The U.S. Food and Drug Administration has approved Cablivi (caplacizumab-yhdp) for pediatric patients 12 years and older suffering from acquired thrombotic thrombocytopenic purpura (aTTP), marking the first time a treatment has been authorized for this extremely rare condition in children.
aTTP is an uncommon but potentially life-threatening blood disorder characterized by tiny clots forming in small blood vessels, which can impede blood flow to vital organs such as the heart, brain, or kidneys. The condition also leads to a shortage of circulating platelets and the destruction of red blood cells, resulting in anemia and serious complications if untreated.
Originally approved in 2019 for adult patients with aTTP, Cablivi’s new pediatric indication expands its use in combination with plasma exchange and immunosuppressive therapy. This decision follows a retrospective review of clinical data showing that a significant portion of treated children achieved remission, defined by normalized platelet counts and stable markers of red blood cell health.
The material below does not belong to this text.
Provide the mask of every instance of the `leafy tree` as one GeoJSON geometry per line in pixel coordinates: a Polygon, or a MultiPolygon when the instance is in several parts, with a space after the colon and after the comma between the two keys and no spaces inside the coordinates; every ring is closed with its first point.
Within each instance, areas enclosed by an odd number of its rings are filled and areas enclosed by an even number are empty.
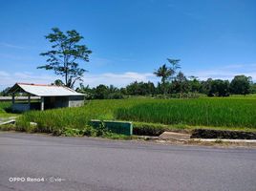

Despite its benefits, the therapy carries risks, including serious and potentially fatal bleeding, particularly for patients with clotting problems or those on other blood-thinning medications. FDA guidance recommends discontinuing treatment before planned surgeries and advises against its use in individuals with known severe allergies to any components of the drug.
In recognition of its role in treating a rare disease, Cablivi received Orphan Drug Designation, which provides incentives to encourage the development of treatments for conditions affecting small patient populations.